Her political ideas are instead aligned with the conservatism of the Republican Party, especially on civil rights issues: she is against abortion, against the extension of new rights to the LGBTQ+ community, a supporter of the so-called traditional family and the freedom to bear arms. She has more traditional and reassuring positions in foreign policy (she is among the staunchest supporters within the party of military aid to Ukraine), but she has been at the center of a great controversy when a few days after Christmas, answering a voter’s question about the causes of the American Civil War, he failed to mention the main one: slavery. Haley she later apologized.

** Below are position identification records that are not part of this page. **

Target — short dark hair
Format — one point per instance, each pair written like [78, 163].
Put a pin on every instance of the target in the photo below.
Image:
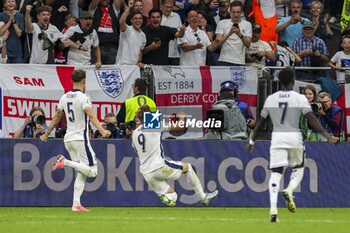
[78, 76]
[153, 10]
[135, 13]
[141, 84]
[109, 115]
[236, 3]
[143, 108]
[286, 76]
[44, 8]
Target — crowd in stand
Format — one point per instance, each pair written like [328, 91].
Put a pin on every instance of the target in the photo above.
[172, 32]
[175, 32]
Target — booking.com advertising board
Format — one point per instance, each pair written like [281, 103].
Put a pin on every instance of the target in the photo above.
[241, 177]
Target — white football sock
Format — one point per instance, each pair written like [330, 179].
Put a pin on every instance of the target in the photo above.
[193, 180]
[89, 171]
[78, 188]
[295, 179]
[274, 186]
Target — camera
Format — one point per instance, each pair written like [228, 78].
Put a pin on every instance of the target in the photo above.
[316, 107]
[257, 56]
[130, 125]
[38, 120]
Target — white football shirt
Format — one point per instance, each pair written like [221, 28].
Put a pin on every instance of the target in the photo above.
[74, 103]
[149, 148]
[285, 108]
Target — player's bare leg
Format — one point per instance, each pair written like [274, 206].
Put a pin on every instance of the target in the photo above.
[193, 180]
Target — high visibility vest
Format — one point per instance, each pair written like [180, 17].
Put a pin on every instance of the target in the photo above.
[268, 25]
[133, 104]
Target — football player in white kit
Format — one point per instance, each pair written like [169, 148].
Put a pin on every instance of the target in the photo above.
[285, 108]
[155, 168]
[78, 108]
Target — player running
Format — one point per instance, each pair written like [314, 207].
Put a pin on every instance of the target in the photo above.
[285, 108]
[78, 108]
[155, 168]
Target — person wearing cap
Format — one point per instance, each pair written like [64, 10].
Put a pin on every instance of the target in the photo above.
[81, 38]
[231, 87]
[106, 23]
[290, 27]
[312, 50]
[45, 35]
[234, 125]
[234, 36]
[194, 43]
[258, 51]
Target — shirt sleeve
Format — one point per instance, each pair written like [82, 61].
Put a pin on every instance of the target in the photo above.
[86, 103]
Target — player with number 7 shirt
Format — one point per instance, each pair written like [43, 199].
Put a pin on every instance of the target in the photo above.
[78, 109]
[285, 108]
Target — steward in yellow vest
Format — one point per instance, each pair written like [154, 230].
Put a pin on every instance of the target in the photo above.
[129, 108]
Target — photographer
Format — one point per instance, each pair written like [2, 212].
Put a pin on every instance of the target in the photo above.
[330, 116]
[111, 125]
[34, 125]
[233, 124]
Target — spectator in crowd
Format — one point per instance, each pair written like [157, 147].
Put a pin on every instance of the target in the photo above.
[234, 35]
[231, 87]
[331, 116]
[341, 59]
[285, 56]
[234, 126]
[306, 129]
[130, 106]
[181, 7]
[84, 5]
[34, 125]
[106, 23]
[258, 51]
[171, 19]
[282, 8]
[290, 27]
[110, 124]
[195, 42]
[138, 6]
[45, 35]
[334, 8]
[60, 9]
[222, 13]
[14, 21]
[158, 37]
[203, 25]
[81, 38]
[61, 54]
[320, 20]
[312, 50]
[132, 39]
[3, 39]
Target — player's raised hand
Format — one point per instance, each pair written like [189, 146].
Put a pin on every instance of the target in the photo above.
[106, 133]
[249, 148]
[43, 137]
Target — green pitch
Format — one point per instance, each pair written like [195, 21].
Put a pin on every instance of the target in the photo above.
[168, 220]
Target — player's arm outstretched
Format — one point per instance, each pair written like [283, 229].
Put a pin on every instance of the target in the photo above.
[316, 125]
[259, 126]
[56, 119]
[96, 123]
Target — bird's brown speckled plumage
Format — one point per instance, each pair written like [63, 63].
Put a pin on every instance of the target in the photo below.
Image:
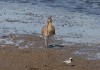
[48, 30]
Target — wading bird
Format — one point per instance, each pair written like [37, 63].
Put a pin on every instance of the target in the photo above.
[69, 61]
[48, 30]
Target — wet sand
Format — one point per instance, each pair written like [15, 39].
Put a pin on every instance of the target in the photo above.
[36, 57]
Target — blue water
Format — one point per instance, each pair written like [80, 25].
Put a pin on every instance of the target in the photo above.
[84, 6]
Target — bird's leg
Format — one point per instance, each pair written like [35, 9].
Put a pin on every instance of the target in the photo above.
[46, 42]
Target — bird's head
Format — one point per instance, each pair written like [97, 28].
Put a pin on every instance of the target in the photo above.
[70, 58]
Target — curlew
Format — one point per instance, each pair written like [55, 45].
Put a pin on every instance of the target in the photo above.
[69, 61]
[48, 30]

Some election adverts from the committee that supports Trump’s campaign have begun to attack her by claiming that her economic choices would lead to higher taxes and an increase in the retirement age, but at least for the moment the Republican primaries do not seem particularly focused on content and concrete proposals, as well as on the figure of Trump and on possible alternatives to a candidate facing four criminal trials.

If Haley manages to present herself as “right-wing enough” to satisfy the base most motivated to participate in the primaries, but “reassuring enough” to convince moderates and donors frightened by the extremism and unpredictability of the former president, she will be able to try to become a real opponent for Trump. But doing so presupposes political and balancing skills that not everyone recognizes. On the day she renounced her candidacy, Christie was recorded in a blurb in which he said of her: «she will be swept away, you and I both know it. She isn’t up to par.”